Judicial Self-Restraint vs. Activism Today these conflicting (and enduring) postures are sometimes characterized as –Strict construction / original intent: Look only at the literal meaning of the words in the Constitution and/or evidence of the intent of the framers (and ratifiers) –vs. loose construction / evolving interpretation: The Constitution is a flexible and evolving document whose operational meaning changes as society changes. For example, what are the implications of the Freedom of the Press clause of the First Amendment for movies, television, and the internet? Judicial self-restraint vs. activism (and strict vs. loose construction) is not necessarily a “conservative” vs. “liberal” conflict. –Yes, there was the “liberal activist” Warren Court of the 1950s and 1960s. –But (as we shall see) there have been “conservative activist” courts in the past (and in increasing respects that label characterizes the contemporary SC).
Judicial Self-Restraint vs. Activism (cont.) In general, there’s a lot of hypocrisy in political arguments about judicial review.
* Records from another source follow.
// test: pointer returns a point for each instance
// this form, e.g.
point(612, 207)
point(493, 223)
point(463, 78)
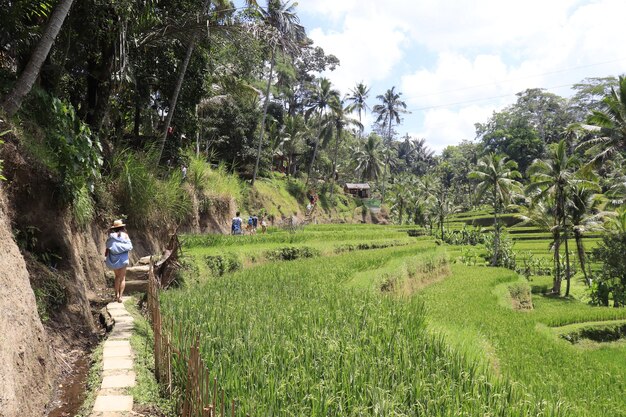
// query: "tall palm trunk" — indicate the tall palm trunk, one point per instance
point(265, 106)
point(496, 231)
point(382, 199)
point(179, 83)
point(174, 98)
point(317, 142)
point(556, 282)
point(13, 101)
point(332, 182)
point(581, 254)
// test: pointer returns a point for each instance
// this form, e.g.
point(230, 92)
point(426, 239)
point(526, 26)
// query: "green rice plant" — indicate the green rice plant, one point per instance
point(292, 339)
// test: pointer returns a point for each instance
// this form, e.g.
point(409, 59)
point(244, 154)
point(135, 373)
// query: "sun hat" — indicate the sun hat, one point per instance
point(118, 223)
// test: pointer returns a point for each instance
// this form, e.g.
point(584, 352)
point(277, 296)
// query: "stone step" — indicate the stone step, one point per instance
point(135, 286)
point(133, 273)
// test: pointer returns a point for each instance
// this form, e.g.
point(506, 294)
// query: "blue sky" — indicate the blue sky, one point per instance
point(458, 61)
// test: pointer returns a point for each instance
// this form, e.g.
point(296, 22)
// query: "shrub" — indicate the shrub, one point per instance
point(610, 283)
point(291, 253)
point(222, 264)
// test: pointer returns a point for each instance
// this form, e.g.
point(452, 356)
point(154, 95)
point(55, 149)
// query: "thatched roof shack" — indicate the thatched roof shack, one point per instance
point(361, 190)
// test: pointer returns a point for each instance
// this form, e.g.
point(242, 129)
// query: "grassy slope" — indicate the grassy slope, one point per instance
point(591, 381)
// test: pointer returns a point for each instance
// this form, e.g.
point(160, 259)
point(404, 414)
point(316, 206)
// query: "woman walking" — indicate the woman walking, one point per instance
point(117, 248)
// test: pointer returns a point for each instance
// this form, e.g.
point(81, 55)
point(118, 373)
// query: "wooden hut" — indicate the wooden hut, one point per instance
point(361, 190)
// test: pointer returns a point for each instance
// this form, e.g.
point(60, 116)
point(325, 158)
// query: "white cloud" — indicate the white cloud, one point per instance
point(365, 54)
point(458, 60)
point(444, 127)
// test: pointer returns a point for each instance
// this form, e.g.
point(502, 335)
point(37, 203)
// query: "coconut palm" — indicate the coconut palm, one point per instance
point(388, 113)
point(320, 102)
point(555, 177)
point(357, 98)
point(294, 131)
point(337, 121)
point(609, 125)
point(13, 101)
point(582, 209)
point(497, 182)
point(367, 158)
point(281, 17)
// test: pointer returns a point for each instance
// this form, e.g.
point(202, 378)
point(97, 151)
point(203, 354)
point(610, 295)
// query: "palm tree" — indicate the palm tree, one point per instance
point(337, 121)
point(12, 102)
point(609, 125)
point(388, 112)
point(555, 177)
point(281, 17)
point(357, 97)
point(582, 209)
point(320, 102)
point(496, 176)
point(367, 158)
point(222, 6)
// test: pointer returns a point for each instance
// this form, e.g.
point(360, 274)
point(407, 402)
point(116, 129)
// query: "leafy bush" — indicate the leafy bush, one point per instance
point(465, 236)
point(610, 283)
point(521, 296)
point(78, 156)
point(506, 256)
point(142, 196)
point(222, 264)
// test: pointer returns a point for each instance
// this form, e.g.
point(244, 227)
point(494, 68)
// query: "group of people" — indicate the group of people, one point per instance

For example, on the “conservative” [strict construction] side: –the federal courts were insufficiently activist in the Terri Schiavo case –approval of Bush v. Gore decision [a seeming highpoint of judicial activism] –seek to overrule the Roe v. Wade [abortion] precedent. For example, on the “liberal” [evolving Constitution] side: –Row v. Wade has “woven itself into the fabric of social life and legal arrangements,” so the courts should not upset this precedent. –But Plessy v. Ferguson [racial segregation is OK] likewise was woven into the fabric of social life and legal arrangements [in the South].